If successful at this stage, RxBio will be ready to move to the next level of BARDA funding by late 2013, which could take Rx100 through approval. In January, McCool says, the company had a “very productive session with FDA” and left with “the ability to start revising our studies to be more aggressive in terms of development.”
Meanwhile, Onconova Therapeutics’ ARS treatment strategy is to control intracellular signaling and DNA repair pathways. The firm’s Ex-RAD is a chlorobenzylsulfone derivative that works after free radicals have damaged DNA. CEO Ramesh Kumar believes this is a better approach than trying to scavenge free radicals. “Free radicals are very short-lived, and so the window of opportunity to give a drug is very narrow,” he says. In cell and animal models, Ex-RAD protects hematopoietic and GI tissues from radiation injury when given either before or after exposure.
Ex-RAD was initially developed through a $10 million collaboration with AFRRI. “We don’t have any active government support, and we are seeking money for the remaining development activities,” Kumar says. Although Ex-RAD has potential in oncology, “the development path would be very long and expensive for a small company, and that’s why it is so important we get government support. The funding will allow us to also carry the radiation therapy indication forward,” he adds.
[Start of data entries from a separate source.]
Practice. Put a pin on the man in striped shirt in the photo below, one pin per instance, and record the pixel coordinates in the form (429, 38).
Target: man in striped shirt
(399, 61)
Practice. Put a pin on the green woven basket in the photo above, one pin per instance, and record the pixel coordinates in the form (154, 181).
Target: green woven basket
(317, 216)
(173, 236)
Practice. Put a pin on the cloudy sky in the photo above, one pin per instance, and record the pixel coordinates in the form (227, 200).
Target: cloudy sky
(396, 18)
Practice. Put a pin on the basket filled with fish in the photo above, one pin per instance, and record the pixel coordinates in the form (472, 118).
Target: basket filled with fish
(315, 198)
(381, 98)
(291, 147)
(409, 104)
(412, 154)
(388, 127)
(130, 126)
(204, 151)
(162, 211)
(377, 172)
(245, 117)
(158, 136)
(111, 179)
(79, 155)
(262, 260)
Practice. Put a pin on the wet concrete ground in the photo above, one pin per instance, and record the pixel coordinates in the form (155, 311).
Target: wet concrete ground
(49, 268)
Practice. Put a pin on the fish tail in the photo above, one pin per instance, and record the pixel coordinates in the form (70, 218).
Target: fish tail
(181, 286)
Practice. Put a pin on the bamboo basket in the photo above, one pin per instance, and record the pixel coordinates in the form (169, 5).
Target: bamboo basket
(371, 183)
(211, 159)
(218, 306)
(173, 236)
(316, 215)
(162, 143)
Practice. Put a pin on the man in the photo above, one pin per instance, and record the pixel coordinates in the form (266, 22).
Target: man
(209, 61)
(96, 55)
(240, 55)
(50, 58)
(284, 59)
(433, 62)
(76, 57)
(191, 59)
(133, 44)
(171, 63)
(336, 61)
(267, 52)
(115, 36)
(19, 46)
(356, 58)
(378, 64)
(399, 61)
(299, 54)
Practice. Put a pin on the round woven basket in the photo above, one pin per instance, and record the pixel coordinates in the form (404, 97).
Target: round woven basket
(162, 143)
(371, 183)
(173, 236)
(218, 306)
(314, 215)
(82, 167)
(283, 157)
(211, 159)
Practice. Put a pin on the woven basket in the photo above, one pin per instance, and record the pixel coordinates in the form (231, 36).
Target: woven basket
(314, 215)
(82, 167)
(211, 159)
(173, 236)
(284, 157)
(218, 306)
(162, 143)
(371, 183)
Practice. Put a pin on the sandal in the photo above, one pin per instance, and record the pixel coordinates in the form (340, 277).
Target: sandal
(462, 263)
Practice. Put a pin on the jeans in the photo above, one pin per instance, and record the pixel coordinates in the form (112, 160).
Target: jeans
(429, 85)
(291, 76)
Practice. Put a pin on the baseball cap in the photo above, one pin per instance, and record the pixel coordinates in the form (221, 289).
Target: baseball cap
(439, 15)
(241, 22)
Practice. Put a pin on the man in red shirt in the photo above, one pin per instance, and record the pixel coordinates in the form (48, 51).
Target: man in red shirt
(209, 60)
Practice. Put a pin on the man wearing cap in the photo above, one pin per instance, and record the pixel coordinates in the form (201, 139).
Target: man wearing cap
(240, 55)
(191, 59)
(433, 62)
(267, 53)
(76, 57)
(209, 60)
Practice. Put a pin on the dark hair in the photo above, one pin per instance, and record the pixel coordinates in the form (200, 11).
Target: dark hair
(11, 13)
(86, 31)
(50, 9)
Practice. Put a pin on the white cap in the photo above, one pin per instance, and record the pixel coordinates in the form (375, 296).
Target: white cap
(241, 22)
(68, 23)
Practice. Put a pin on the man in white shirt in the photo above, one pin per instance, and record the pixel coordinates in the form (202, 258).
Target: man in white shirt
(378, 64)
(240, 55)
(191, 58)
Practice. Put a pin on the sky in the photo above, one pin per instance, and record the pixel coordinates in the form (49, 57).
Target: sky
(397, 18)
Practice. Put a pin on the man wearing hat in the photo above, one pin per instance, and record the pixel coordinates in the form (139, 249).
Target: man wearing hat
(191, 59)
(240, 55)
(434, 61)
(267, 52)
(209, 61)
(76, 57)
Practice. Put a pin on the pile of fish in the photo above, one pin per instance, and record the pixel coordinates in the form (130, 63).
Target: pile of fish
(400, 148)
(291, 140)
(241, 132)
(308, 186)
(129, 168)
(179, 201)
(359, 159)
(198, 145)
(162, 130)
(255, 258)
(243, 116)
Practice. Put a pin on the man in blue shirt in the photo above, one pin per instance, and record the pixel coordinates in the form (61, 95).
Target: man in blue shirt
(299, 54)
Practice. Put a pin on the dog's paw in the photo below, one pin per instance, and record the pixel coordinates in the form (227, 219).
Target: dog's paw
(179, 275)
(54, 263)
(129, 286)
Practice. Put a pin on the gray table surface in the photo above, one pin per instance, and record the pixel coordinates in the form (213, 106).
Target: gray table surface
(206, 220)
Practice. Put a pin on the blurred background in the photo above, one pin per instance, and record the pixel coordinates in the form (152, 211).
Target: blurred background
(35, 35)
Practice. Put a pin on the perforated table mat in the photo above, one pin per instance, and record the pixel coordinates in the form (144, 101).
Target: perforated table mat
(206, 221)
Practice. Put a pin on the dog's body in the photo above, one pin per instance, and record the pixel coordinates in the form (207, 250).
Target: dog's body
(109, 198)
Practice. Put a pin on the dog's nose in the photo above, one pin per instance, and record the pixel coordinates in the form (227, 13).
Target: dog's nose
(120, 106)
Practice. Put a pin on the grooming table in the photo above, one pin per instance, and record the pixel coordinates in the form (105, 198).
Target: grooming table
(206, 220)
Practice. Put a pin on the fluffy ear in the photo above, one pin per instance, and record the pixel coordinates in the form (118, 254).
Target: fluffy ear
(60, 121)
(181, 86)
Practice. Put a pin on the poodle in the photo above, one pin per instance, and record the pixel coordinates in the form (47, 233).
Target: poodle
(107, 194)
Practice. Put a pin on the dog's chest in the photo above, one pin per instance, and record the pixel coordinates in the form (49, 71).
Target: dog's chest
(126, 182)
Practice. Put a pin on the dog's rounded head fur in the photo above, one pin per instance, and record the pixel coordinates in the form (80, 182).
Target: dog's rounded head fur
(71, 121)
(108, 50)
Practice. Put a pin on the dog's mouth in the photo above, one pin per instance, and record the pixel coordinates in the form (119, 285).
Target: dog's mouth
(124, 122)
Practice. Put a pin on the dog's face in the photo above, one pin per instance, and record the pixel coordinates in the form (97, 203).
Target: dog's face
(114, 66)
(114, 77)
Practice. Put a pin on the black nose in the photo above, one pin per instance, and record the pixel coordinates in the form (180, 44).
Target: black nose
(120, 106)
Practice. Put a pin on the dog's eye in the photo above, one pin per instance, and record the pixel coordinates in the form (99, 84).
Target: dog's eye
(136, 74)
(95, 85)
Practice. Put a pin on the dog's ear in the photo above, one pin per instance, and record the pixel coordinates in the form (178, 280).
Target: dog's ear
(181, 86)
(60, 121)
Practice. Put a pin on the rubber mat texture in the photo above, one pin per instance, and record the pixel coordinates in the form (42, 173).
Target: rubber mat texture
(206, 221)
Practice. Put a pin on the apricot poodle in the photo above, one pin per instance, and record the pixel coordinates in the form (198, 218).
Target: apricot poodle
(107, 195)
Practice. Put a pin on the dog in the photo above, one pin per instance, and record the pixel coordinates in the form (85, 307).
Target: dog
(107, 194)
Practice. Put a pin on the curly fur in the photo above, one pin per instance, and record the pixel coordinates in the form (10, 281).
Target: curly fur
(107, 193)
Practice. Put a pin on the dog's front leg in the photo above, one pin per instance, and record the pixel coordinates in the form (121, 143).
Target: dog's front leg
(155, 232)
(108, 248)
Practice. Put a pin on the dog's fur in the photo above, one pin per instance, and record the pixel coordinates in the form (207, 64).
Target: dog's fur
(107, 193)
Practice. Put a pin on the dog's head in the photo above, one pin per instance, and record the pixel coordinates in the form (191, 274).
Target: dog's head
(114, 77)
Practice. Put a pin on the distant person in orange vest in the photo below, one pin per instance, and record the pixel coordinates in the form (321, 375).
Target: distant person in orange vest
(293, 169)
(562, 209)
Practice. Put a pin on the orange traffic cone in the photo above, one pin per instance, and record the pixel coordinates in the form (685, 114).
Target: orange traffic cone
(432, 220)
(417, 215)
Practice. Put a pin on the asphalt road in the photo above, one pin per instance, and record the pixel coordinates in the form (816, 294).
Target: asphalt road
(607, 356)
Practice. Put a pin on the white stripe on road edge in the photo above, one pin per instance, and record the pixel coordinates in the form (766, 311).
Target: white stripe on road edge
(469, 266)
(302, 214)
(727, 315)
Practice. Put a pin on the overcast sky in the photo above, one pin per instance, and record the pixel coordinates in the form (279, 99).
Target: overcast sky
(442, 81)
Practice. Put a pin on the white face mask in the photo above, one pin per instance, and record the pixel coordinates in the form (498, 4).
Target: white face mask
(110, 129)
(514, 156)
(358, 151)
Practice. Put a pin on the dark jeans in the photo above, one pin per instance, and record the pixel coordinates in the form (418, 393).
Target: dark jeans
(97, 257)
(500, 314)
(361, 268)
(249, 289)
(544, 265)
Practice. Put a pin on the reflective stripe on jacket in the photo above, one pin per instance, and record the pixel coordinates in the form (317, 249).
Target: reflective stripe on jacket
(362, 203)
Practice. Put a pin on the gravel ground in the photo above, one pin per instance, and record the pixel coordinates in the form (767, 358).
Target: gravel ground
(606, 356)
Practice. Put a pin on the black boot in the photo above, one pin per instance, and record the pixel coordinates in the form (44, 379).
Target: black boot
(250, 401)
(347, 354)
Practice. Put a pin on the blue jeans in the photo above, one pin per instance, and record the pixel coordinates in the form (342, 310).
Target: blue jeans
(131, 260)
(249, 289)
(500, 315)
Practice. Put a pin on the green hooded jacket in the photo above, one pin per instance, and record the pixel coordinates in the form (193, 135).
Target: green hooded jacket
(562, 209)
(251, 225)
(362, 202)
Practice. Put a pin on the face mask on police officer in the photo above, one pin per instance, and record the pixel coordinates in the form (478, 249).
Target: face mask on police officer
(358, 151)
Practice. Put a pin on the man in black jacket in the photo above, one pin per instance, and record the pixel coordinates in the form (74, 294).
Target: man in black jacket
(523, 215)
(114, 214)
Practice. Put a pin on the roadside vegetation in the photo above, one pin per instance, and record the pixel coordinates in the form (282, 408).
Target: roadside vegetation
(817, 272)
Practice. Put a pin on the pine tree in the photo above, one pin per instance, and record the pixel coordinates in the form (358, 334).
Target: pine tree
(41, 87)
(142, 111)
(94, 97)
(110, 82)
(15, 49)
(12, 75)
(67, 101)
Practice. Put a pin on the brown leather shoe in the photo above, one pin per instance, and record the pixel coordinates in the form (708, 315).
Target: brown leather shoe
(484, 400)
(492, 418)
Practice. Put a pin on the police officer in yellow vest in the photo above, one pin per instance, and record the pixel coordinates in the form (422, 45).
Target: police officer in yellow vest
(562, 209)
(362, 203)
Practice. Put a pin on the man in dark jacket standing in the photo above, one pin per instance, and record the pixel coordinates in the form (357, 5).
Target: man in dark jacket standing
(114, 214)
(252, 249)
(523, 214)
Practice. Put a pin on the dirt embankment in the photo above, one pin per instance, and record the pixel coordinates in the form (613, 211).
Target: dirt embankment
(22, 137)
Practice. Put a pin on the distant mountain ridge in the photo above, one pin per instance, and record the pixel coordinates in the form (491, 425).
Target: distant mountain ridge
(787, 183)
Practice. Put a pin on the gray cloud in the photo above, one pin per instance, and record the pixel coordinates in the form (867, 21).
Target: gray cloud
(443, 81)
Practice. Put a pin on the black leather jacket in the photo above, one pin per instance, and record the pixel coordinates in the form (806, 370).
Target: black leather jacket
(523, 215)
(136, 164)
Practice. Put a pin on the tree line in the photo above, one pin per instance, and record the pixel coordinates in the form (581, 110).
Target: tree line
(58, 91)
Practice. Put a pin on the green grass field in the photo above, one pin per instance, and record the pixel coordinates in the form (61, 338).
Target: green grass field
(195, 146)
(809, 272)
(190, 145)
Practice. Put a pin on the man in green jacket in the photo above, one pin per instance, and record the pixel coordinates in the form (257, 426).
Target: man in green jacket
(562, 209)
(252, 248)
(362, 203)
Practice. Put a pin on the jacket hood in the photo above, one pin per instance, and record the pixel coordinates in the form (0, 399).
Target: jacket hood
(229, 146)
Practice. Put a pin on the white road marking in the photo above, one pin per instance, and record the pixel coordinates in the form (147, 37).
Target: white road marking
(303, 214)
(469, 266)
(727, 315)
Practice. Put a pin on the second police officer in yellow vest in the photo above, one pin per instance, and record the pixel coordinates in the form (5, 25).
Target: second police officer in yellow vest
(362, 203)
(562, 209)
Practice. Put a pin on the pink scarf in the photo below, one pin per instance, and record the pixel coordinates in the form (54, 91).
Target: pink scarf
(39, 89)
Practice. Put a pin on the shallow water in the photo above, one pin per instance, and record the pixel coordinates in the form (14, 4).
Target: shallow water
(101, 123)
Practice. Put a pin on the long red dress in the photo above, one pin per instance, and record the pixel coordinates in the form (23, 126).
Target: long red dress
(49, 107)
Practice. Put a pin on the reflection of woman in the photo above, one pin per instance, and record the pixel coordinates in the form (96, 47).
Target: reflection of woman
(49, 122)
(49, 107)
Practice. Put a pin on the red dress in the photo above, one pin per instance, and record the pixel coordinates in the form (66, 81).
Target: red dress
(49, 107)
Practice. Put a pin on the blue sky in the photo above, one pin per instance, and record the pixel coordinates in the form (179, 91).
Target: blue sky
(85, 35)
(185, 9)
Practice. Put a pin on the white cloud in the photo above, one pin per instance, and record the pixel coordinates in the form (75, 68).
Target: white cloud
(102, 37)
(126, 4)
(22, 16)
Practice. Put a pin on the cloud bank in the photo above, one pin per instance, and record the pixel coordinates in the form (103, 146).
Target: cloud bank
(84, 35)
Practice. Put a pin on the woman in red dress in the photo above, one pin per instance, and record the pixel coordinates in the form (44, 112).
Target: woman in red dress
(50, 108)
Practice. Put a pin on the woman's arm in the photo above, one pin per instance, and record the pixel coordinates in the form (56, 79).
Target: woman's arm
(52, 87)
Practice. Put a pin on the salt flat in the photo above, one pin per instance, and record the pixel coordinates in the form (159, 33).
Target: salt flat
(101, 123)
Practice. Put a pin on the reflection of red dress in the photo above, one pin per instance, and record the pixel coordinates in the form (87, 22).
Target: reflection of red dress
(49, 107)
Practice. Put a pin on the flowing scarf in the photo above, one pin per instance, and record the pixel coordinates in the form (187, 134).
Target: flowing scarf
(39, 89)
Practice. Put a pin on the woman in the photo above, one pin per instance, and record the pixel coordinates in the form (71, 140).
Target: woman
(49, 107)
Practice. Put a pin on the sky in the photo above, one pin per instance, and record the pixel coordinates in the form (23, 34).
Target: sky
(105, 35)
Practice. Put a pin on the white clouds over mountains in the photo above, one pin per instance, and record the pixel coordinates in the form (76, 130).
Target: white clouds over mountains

Other agents are being developed by Apogee Biotechnology, which is getting $2 million over two years from BARDA, and Avaxia Biologics, which has a two-year, $2.9 million contract. Both firms will conduct preliminary efficacy studies to see whether their candidates work 24 or more hours after radiation exposure.
First developed to treat inflammatory bowel diseases, Avaxia’s AVX-470 oral anti-TNF antibody inhibits the effects of a tumor necrosis factor. Apogee’s ABC294640 inhibits sphingosine kinase, which regulates cell proliferation and activation. The Pennsylvania State University spin-off has been studying ABC294640’s antitumor activity for many years and working on radiation aspects for about three, CEO Charles D. Smith says. The company’s work with BARDA will look at GI-ARS.
Such contracts are written as a series of experiments that, after completion, undergo intensive reviews. “There is a lot of involvement of the sponsor, and that’s very good,” Smith says. “BARDA is obviously the expert in radiation biology, and they know exactly what FDA will be looking for in terms of applying the animal rule.”
However, it will still be a few years before any of these contracts are ready to bear fruit. Over the past five years, NIH’s radiation countermeasures program has interacted with more than 130 companies. In the coming five years, the agency plans to expand outreach efforts to both small and large drug companies. And BARDA continues to seek proposals, especially for products that could treat illness and injury from high levels of radiation.